So I’m considering getting a good LLM rig, and the M2 Ultra seems to be a good option for large memory, with much lower power usage/heat than 2 to 8 3090s or 4090s, albeit with lower speeds.
I want to know if anyone is using one, and what it’s like. I’ve read that it is less supported by software which could be an issue. Also, is it good for Stable Diffusion?
Another question is about memory and context length. Does a big memory let you increase the context length with smaller models where the parameters don’t fill the memory? I feel a big context would be useful for writing books and things.
Is there anything else to consider? Thanks.
M2 Ultra user here. I threw some numbers up for token counts: https://www.reddit.com/r/LocalLLaMA/comments/183bqei/comment/kaqf2j0/?context=3
With the 147GB of VRAM I have available, I’m pretty sure I could use all 200k tokens available in a Yi 34b model, but I’d be waiting half an hour for a result. I’ve done up to 50k in CodeLlama, and it took a solid 10 minutes to get a response.
The M2 Ultra’s big draw is its big RAM; its not worth it unless you get the 128GB model or higher. You have to understand that the speed of the M2 ultra doesn’t remotely compare to something like a 4090; CUDA cards are gonna leave us in the dust.
Another thing to consider is that we can only use ggufs via Llamacpp; there’s no support for anything else. In that regard, I’ve seen people put together 3x or more Tesla P40 builds that have the exact same limitation (can only use Llamacpp) but cost half the price or less.
I chose the M2 Ultra because it was easy. Big VRAM, and it took me less than 30 minutes from the moment I got the box to be chatting to a 70b q8 on it. But if speed or price are a major consideration, moreso than level of effort to set up? In that case the M2 ultra would not be the answer.

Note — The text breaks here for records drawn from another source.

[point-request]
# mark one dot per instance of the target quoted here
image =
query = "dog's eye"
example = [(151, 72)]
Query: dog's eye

This is something I’ve noticed with large context as well. This is why the platform built around LLMs is what will be the major differentiator for the foreseeable future. I’m cooking up a workflow to insert remote LLMs as part of a chat workflow and successfully tested running inference on a fast Mistral-7B model and a large Dolphin-Yi-70B on different servers from a single chat view successfully about an hour ago. This will unlock the capability to have multiple LLMs working together to manage context by providing summaries, offloading realtime embedding/retrieval to a remote LLM, and a ton of other possibilities. I got it working on a 64GB M2 and a 128GB M3. Tonight I will insert the 4090RTX into the mix. The plan is to have the 4090 run small LLMs. Think 13B and smaller. These run and light speed on my 4090. Its job can be to provide summaries of the context by using LLMs finetuned for that purpose. The new Orca13B is promising little agent that so far follows instructions really well for these types of workflows. Then we can have all 3 servers working together on a solution. Ultimately, all of the responses would be merged into the “ideal response” and output as the “final answer”. I am not concerned with speed for my use case as I use LLMs for highly technical work. I need correctness above all even if this means waiting a while for the next step.

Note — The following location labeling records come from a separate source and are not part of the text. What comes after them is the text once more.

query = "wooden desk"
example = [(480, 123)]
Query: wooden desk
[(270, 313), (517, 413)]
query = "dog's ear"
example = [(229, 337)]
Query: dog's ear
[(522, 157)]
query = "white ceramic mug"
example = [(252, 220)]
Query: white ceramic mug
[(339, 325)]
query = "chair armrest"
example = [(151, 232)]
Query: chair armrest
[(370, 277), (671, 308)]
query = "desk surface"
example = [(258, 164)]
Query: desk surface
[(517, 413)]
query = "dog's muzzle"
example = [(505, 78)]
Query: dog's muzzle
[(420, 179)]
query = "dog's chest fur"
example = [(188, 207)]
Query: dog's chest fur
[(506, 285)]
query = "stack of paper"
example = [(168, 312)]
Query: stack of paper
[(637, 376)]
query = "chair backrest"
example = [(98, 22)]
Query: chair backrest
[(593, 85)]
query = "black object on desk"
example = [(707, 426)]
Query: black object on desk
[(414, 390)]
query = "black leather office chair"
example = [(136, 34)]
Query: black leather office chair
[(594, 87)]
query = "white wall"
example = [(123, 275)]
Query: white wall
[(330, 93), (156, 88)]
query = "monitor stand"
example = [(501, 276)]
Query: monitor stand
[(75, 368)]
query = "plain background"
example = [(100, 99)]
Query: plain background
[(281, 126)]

I’m also going to implement a mesh VPN so we can do this over WAN and scale it even more with a trusted group of peers.
The magic behind ChatGPT is the tooling and how much compute they can burn. My belief is the model is less relevant than folks think. It’s the best model no doubt, but if we were allowed to run it on the CLI as a pure prompt/response workflow between use and model with no tooling in between, my belief is it would be a lot like the best open source models…

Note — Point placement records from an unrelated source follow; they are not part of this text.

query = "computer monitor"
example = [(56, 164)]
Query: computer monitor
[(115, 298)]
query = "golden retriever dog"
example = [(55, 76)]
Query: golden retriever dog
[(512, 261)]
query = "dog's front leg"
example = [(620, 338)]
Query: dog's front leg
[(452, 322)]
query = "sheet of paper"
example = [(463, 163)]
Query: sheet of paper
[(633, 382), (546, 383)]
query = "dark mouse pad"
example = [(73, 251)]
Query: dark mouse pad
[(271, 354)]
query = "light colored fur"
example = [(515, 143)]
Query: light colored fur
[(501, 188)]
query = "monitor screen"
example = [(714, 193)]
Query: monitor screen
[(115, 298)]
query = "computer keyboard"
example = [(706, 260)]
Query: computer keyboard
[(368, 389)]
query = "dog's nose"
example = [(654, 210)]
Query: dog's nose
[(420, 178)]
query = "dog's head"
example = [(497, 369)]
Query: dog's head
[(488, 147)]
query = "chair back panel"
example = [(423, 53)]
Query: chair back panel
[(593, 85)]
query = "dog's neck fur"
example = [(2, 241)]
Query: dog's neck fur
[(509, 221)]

Is it not possible to port ExLlamaV2 to metal? At least on a 4090, it’s much (much) faster at processing the input than llama.cpp
I imagine there’s a lot of work to do so, but I can’t imagine it’s impossible. Probably just not something folks are working on.
I don’t particularly mind too much, because the quality difference between exl2 and gguf is hard for me to work past. Just last night I was trying to run this NeuralChat 7b everyone is talking about on my windows machine in 8bpw exl2, and it was SUPER fast, but the model was so easily confused; before giving up on it, I grabbed the q8 gguf and swapped to it (with no other changes) and suddenly saw why everyone was saying that model is so good.
I don’t mind speed loss if I get quality, but I can’t handle quality loss to get speed. So for now, I really don’t mind only using gguf, because it’s perfect for me.
Hmm, I didn’t notice a major quality loss when I swapped from mistral-7b-openorca.Q8_0.gguf (running in koboldcpp) to Mistral-7B-OpenOrca-8.0bpw-h6-exl2 (running in text-gen-webui). Maybe I should try again. Sure you were using comparable sampling settings for both? I noticed for example SillyTavern has entirely different presets per backend.
Still need to try the new NeuralChat myself also, I was just going to go for the exl2, so this could be a good tip!